Você esteve no Brasil para participar de festivais de literatura e quadrinhos. Qual a sua impressão sobre o país?

Amo o Brasil. É um país grande, com muitas coisas acontecendo. Tenho muito respeito pelos brasileiros e pelos povos da América do Sul em geral. Pessoalmente, sinto que há esperança nesses países. O Brasil me parece vibrante, revolucionário, apesar de saber que há períodos de avanço e retrocesso. Vejo resistência no Brasil contra o atual governo.

O presidente Jair Bolsonaro (sem partido) é um grande admirador de Donald Trump e já declarou que pode não aceitar uma eventual derrota nas eleições presidenciais do ano que vem. Que mensagem você daria aos brasileiros que temem pela democracia no país?

"Resistam ao bufão". Ele [Bolsonaro] é parte do grupo de líderes como Trump, [Viktor] Orbán [primeiro-ministro da Hungria] e [Narendra] Modi [primeiro-ministro da Índia]. Quando temos líderes como esses governando grandes países, como Brasil, Estados Unidos e Índia, é sinal de que teremos problemas.

Sinto que os quadrinhos fazem parte de um projeto maior de pessoas que pensam de forma parecida. Uns fazem filmes, outros escrevem livros, outros realizam ensaios fotográficos. São parte de um movimento maior de ação coletiva.

Joe Sacco, jornalista e quadrinista

Bolsonaro defende que os povos indígenas sejam integrados à sociedade e estimula a exploração econômica das terras indígenas, incluindo o garimpo. Qual a sua opinião sobre o tema?

No Canadá, vimos os efeitos desse tipo de política. O que eles fizeram lá foi tirar as crianças indígenas de seus pais e enviá-las a escolas em regime de internato, a centenas de quilômetros de distância. Essas crianças foram forçadas a falar inglês, apanhavam quando falavam a língua indígena e foram educadas no catolicismo. A ideia é quebrar a ligação delas com a terra e a cultura em que nasceram. Quando voltaram às suas comunidades, muitas não conseguiam se comunicar com os avós. Isso os afastou da própria cultura porque, nessas sociedades, o conhecimento é transmitido de forma oral. Tudo isso é parte de um projeto colonial.

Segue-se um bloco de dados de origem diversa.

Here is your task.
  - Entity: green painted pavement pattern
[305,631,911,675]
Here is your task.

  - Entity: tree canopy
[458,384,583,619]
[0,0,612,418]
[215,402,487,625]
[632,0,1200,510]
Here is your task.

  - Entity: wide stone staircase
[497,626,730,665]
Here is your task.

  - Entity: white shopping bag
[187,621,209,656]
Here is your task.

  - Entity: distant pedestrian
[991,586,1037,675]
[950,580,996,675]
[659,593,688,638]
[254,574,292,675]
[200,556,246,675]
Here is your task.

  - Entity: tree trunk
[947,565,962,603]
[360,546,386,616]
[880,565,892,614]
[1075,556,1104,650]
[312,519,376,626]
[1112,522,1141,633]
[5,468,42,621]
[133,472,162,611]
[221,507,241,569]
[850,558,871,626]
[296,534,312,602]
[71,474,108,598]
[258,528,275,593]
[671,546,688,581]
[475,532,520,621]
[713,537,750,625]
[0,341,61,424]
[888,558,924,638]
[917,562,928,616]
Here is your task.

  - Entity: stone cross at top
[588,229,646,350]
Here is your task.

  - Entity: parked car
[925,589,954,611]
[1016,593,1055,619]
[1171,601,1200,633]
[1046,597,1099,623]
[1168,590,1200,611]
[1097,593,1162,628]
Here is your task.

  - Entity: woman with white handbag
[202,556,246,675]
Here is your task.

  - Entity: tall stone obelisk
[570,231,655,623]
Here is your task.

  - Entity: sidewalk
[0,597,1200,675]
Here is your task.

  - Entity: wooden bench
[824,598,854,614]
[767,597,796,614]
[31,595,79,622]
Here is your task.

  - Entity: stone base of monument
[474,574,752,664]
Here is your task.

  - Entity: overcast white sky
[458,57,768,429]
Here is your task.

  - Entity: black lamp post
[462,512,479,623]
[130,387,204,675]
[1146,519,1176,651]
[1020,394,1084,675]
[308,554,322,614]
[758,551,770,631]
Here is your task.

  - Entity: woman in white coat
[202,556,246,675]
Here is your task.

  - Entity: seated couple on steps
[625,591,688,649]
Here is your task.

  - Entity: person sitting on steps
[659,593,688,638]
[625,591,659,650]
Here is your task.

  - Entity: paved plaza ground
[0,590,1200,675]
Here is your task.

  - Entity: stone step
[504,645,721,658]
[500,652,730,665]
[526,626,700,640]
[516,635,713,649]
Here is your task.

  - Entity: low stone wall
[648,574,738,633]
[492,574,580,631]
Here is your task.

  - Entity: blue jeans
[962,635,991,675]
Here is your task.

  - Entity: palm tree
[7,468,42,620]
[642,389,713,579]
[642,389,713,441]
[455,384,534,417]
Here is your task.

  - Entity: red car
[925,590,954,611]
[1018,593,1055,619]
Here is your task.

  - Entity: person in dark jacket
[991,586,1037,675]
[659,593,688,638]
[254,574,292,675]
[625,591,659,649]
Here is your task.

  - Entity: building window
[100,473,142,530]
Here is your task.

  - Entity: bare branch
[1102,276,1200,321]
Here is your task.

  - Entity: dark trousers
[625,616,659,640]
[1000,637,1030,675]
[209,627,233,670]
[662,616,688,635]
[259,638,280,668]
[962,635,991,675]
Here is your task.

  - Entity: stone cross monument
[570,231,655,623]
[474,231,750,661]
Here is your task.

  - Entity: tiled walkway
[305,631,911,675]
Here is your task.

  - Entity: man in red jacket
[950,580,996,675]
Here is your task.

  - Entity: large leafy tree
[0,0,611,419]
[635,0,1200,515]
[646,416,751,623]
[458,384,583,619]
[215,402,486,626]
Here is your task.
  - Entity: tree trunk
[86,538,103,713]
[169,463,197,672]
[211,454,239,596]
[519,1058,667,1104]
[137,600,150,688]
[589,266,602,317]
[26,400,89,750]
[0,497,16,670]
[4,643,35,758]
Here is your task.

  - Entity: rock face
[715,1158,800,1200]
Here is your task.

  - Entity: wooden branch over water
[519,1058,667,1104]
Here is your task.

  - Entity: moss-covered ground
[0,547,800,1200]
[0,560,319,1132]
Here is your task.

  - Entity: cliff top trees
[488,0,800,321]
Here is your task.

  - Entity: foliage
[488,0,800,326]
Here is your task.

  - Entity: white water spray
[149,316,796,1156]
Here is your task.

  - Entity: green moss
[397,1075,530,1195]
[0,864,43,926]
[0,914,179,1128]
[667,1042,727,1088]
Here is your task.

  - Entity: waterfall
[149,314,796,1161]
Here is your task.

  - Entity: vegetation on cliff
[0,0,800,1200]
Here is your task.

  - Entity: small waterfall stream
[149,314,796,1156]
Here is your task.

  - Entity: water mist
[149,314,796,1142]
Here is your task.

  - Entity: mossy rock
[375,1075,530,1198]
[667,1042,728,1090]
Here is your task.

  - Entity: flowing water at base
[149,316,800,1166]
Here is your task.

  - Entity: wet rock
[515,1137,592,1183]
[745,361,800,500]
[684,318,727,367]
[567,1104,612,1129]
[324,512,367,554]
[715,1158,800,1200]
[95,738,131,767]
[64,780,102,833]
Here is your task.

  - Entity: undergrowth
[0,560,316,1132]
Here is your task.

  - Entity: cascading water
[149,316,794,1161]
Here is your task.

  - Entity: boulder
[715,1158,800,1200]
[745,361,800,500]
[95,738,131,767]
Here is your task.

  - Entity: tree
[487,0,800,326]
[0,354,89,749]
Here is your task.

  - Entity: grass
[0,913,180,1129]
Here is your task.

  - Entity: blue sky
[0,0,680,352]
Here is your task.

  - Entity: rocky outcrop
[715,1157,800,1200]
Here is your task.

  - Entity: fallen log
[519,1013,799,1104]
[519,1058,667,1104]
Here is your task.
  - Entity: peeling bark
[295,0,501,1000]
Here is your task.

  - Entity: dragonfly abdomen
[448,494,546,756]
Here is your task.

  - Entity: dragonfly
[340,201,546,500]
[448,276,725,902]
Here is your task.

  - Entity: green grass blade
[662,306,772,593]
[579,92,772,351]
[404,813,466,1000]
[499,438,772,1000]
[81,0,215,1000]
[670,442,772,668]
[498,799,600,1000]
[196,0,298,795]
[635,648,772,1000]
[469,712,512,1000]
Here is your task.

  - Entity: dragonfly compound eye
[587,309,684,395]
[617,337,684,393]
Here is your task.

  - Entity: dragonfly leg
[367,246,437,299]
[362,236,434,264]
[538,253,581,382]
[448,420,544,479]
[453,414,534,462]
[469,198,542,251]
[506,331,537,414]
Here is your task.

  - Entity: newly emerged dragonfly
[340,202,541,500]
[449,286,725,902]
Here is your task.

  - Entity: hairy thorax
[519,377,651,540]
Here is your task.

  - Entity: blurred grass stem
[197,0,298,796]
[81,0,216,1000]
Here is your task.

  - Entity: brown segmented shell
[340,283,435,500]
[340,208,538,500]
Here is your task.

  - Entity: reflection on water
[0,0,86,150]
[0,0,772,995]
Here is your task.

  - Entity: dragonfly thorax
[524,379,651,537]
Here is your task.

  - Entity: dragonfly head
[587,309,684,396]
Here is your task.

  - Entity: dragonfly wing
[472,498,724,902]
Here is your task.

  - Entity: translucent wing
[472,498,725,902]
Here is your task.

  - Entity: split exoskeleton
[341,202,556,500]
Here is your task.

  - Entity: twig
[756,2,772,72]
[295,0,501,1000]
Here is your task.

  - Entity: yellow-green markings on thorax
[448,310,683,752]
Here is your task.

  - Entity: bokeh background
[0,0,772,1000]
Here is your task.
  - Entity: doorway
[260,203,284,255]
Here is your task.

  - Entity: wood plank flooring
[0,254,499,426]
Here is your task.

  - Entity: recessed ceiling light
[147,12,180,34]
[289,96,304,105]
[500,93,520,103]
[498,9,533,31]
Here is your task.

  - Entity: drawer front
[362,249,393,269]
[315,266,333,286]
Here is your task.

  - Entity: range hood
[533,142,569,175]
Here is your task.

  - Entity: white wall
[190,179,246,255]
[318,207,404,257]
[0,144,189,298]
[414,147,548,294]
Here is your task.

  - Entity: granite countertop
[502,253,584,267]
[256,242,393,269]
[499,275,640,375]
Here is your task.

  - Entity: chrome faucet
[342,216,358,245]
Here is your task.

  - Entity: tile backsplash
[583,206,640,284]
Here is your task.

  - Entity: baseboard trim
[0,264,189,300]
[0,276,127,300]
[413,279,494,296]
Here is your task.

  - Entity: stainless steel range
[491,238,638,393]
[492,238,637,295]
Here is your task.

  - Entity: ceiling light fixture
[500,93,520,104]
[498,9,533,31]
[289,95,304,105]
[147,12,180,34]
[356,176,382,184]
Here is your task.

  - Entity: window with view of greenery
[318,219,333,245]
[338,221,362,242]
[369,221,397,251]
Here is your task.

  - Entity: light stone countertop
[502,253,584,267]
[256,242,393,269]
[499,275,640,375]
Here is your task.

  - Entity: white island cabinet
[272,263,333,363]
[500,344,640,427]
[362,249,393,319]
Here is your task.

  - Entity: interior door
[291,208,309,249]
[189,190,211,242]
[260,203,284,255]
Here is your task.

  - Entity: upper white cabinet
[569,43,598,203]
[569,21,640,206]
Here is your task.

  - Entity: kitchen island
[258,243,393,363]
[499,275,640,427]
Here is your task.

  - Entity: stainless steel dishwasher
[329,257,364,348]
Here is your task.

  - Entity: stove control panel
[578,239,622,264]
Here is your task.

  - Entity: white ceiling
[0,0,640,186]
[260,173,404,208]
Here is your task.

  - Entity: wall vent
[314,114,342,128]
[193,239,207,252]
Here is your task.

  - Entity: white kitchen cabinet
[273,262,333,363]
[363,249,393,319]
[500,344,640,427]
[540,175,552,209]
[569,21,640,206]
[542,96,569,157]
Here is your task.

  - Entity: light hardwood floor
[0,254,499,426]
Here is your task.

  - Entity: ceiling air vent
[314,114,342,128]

Qual foi o impacto econômico dessas políticas?

Os povos indígenas antes tiravam seu sustento da terra. Com as "residential schools" [internatos], eles perderam as habilidades para viver da terra e se tornaram trabalhadores assalariados. E quais eram os únicos empregos disponíveis? Aqueles voltados à extração de recursos naturais. Em outras palavras, o governo do Canadá tornou os indígenas dependentes do trabalho de extração de recursos naturais. Ali há petróleo. Quando o mercado de petróleo está em baixa, os empregos somem. Os indígenas então se tornaram dependentes das esmolas dadas pelo governo.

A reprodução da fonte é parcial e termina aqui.